Price Mellon Research Fellow
2016
2017

Lisa Mitchell

Associate Professor of South Asia Studies
Director, South Asia Center

Lisa Mitchell is an anthropologist and historian of southern India.  Her interdisciplinary research and teaching interests include collective assembly, public space, and the built environment in the history of Indian democracy; the cultural history of cement in South Asia; ethnography of informal urban credit networks; neoliberalism and the city; commodities in transnational history; ethnographic approaches to the state; and Telugu language and literature.  She is currently finishing a book entitled Hailing the State: Collective Assembly and the Politics of Recognition in the History of Indian Democracy.  She has also recently begun a new book project documenting a cultural history of cement in India, provisionally titled, Three Bags of Cement: Concrete Dreams in the New India, which includes investigations of informal urban credit networks in the South Indian city of Hyderabad.  Her earlier research traced the rise and fall of language as a new foundational category for the reorganization of literary production, history-writing, pedagogical practices, and assertions of socio-political identity in southern India.  Her book, Language, Emotion, and Politics in South India: The Making of a Mother Tongue (Indiana University Press, 2009 and Permanent Black, 2010), was a recipient of the American Institute of Indian Studies' Edward Cameron Dimock, Jr.
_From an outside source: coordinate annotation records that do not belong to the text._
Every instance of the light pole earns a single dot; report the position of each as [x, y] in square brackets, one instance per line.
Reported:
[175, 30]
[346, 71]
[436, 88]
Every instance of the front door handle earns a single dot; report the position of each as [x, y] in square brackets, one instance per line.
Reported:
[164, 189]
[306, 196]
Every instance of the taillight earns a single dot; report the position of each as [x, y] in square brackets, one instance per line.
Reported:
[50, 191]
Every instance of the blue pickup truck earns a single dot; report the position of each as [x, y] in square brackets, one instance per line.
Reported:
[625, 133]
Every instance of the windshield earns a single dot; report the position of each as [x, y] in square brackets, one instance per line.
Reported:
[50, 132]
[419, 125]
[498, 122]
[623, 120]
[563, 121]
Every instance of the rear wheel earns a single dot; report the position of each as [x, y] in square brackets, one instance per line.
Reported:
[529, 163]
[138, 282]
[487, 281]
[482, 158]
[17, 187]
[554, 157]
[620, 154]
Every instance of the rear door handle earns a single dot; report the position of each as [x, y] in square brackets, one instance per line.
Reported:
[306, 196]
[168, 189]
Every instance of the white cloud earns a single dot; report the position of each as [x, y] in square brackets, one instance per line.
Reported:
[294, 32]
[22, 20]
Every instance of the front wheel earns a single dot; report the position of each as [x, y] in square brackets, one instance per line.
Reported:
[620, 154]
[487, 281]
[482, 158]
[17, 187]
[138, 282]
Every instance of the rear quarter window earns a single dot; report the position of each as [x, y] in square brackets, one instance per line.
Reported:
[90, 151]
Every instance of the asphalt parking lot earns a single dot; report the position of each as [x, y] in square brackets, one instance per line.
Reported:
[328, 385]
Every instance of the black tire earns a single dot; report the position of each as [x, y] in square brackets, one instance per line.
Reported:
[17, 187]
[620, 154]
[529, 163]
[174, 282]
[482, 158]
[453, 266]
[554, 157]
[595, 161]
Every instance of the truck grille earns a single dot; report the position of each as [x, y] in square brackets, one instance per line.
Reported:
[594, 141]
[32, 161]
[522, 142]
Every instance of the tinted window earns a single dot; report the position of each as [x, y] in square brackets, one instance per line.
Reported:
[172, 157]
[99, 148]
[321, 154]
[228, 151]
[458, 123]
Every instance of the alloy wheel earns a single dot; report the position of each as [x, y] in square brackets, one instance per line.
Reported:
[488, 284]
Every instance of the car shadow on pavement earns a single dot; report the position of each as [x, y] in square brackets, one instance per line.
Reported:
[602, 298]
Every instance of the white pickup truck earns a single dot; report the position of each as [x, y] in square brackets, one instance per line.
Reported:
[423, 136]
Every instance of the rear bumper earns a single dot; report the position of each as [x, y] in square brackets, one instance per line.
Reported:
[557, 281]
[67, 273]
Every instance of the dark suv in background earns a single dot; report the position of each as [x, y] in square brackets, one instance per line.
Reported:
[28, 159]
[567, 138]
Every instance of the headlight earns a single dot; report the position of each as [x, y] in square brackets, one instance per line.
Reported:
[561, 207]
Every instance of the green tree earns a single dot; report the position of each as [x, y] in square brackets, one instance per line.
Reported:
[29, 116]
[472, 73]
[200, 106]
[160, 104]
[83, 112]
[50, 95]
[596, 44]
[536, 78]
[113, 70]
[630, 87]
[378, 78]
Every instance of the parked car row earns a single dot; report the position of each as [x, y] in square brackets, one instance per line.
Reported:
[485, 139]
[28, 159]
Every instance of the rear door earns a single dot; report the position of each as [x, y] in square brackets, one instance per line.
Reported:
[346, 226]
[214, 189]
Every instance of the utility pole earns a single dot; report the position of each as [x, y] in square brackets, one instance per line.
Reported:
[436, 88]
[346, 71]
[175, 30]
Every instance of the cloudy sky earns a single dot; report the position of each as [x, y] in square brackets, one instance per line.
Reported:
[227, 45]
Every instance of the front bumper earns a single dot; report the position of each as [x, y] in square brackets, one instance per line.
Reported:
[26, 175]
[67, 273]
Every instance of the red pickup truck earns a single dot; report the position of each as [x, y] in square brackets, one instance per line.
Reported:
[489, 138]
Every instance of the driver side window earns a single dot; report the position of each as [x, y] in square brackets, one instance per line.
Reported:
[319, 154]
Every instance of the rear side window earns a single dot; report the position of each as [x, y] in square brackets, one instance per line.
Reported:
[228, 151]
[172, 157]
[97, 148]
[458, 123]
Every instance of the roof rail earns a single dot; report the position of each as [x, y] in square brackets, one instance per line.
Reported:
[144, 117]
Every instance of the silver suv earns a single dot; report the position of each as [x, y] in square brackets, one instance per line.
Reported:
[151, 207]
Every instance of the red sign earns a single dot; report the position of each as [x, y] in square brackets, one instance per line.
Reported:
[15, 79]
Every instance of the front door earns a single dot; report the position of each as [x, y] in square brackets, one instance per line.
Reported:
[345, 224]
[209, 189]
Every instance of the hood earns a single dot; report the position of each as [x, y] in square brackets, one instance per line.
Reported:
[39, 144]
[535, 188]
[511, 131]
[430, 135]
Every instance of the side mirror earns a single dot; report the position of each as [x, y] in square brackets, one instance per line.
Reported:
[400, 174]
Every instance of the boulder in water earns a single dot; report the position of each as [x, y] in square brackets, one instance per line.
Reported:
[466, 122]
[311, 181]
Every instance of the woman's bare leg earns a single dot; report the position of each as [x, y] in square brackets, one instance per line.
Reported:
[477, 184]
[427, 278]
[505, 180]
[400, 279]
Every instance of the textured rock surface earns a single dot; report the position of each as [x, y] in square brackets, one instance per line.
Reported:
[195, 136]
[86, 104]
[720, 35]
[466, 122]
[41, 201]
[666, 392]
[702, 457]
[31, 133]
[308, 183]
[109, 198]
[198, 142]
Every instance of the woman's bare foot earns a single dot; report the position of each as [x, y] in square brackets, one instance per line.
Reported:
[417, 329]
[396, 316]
Prize in the Indian Humanities. 

 

A newcomer to the digital humanities, she has always been interested in how the collection and organization of archival materials and other types of data have shaped their interpretation and meanings.  Particularly challenging in the context of India is the gulf between what is said, circulated, written, recorded, and preserved in India's many vernacular languages and what is preserved in elite or dominant languages (once Sanskrit or Persian, now English), and she is therefore interested in the application of data-mining technologies to South Asian vernacular languages, with all of the challenges that India's many scripts pose to OCR.  She is currently compiling a database of strikes and other contentious collective assemblies in India from the 17th century to the present, and is collaborating with Anastasia Piliavsky at the University of Cambridge and an international group of historians and anthropologists studying South Asian vernacular political vocabularies to better understand how people understand and talk about democracy and everyday political practices in languages other than English.  The Political Vernaculars collaboration is working toward the establishment of a shared searchable digital repository of vernacular political speeches, campaign literature, interviews, and other material on the political from throughout South Asia, with the possibility that it may be hosted here at Penn.